For a city renowned for its contributions to technological advancement, San Francisco’s public transportation system is surprisingly antiquated.
At the age of 105, the San Francisco Municipal Railway — or “Muni” — is in desperate need of revitalization. Its bus lines have actually slowed since their inception, with the New York Times finding that several routes run nearly 20 minutes longer despite price increases. The city’s other, larger transit network, BART, which connects San Francisco to Oakland and the rest of the East Bay, has numerous problems of its own. A January survey found that customer satisfaction is at an all-time low, down 15% from just five years ago. On both systems, disruptive incidents like fare dodgers, who pry open the back doors of busses with little protest from drivers or authorities, have been well-documented. And with the city ranked as having the fourth-worst traffic congestion in the world, even the most pleasant of rides can grow infuriating due to extended delays.

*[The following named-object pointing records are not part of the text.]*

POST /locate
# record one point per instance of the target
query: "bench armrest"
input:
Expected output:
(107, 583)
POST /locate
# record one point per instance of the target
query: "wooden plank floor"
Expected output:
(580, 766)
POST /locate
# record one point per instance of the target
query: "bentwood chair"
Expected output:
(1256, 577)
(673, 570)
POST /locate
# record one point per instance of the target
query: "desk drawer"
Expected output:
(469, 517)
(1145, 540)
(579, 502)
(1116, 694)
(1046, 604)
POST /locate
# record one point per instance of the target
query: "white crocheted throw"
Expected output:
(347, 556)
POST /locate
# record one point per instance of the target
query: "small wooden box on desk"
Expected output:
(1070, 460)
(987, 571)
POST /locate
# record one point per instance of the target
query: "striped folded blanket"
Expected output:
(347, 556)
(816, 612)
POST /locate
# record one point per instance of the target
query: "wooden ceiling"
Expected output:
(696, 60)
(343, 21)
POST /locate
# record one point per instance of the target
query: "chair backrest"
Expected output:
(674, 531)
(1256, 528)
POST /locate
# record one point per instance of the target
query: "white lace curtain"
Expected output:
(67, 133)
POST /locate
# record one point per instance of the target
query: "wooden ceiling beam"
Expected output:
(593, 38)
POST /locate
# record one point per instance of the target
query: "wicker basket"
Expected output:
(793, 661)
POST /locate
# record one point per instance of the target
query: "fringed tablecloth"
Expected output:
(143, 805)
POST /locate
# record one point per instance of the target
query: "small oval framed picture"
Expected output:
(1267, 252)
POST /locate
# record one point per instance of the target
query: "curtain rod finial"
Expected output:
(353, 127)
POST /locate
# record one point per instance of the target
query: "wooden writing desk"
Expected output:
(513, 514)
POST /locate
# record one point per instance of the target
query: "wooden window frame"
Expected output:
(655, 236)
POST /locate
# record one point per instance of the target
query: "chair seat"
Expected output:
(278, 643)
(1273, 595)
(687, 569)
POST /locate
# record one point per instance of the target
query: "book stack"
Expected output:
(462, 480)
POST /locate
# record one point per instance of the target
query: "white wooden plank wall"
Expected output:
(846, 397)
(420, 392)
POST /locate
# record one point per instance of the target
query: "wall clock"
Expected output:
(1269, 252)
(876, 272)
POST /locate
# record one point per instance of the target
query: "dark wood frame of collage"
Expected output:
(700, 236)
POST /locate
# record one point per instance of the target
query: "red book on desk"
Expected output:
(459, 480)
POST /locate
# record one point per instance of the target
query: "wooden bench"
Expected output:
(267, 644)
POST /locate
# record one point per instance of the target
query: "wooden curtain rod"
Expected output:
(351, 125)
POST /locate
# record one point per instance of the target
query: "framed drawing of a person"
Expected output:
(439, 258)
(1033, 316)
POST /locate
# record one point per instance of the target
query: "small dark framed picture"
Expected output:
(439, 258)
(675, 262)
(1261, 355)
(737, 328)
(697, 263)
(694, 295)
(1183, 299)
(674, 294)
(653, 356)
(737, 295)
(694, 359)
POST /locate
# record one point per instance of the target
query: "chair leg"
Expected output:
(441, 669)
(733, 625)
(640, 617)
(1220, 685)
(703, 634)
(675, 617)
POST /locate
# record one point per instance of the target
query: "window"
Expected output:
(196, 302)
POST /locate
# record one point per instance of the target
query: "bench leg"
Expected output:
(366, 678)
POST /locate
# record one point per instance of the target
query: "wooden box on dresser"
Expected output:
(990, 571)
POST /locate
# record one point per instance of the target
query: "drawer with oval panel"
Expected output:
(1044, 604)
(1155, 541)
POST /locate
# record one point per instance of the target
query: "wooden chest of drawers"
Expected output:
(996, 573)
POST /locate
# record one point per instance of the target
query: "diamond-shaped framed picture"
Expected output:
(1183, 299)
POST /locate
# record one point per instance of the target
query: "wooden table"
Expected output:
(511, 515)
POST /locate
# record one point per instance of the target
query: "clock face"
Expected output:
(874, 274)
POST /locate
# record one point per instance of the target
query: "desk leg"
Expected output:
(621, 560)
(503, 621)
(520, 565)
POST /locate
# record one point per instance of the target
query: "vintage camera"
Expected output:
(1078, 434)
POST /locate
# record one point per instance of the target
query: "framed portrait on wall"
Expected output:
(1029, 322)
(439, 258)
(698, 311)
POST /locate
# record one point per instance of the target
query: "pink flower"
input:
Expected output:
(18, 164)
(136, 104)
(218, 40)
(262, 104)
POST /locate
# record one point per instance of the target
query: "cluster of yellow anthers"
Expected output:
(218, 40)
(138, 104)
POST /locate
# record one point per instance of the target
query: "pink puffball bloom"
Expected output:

Lyft, the San Francisco-based ride-hailing company, thinks it can solve local riders’ frustrations — or at least offer an alternative — with its new Shuttle feature. Lyft describes Shuttle as an affordable, convenient, and on-demand service that picks up and drops off users at stops along a pre-designated route. Lifehacker offered a positive review of the service, finding that it was “2-3 times cheaper than a Lyft, to boot.”
But critics on Twitter weren’t as impressed. Some commentators see Lyft Shuttle as a Silicon Valley attempt to paint a decades-old idea — city busses — as a novel concept. “Nothing wrong with the idea of some privately operated commuter buses but it’s genuinely hilarious that this is presented as innovative,” Vox’s Matthew Iglesias tweeted.
To be fair, Lyft is not the first startup attempting to pass off transportation privatization as innovation. Leap made waves with its high-end busses complete with wooden interiors, snack bars and Wi-Fi networks before it folded in 2015. Chariot, a self-described “vanpool service” that shuttles commuters along pre-set routes, has had a bit more success. In fact, Ford acquired the three-year-old company last year for a reported $65 million with the intention to expand to new cities.
But because San Francisco’s transit options are in such bad shape, Lyft’s Shuttle service could be successful there — as well as in the numerous other American cities that also suffer from inadequate public transit options.
Marisa Spanial, 26, primarily uses BART for her daily commute. While she says riding the train is her “least favorite part” about living in the city, she doesn’t have alternative options. The busses aren’t fast enough and the hilly terrain makes it hard to just walk or bike downtown, she says.
Bob Feteke, who lived in San Francisco from 2011 to 2014, said that if people in the city “can avoid public transit, they will.”
“It’s unreliable and janky,” added the 27-year-old. “People don’t want to put up with it.”
Some naysayers argue that private transportation options do an inadequate job of serving lower-income neighborhoods. With Lyft Shuttle, that problem could be compounded given that riders have to use a smartphone to access the system. A 2007 report from the American Public Transportation Association found that 43% bus riders had a household income under $25,000. On the other hand, 64% of households earning less than $30,000 per year now own a smartphone — a 12% increase from just one year earlier, as the technology becomes increasingly common and affordable.
Whether Lyft Shuttle succeeds or not will ultimately be up to residents, many of whom are eager for alternatives to the existing infrastructure. Spanial, who’s already become frustrated with San Fransisco’s transit system despite having lived there for just over a month, said she would “100%” consider using Lyft Shuttle and wants to sign up for the beta test.
“You want a reliable ride that’s not going to take forever,” Spanial said.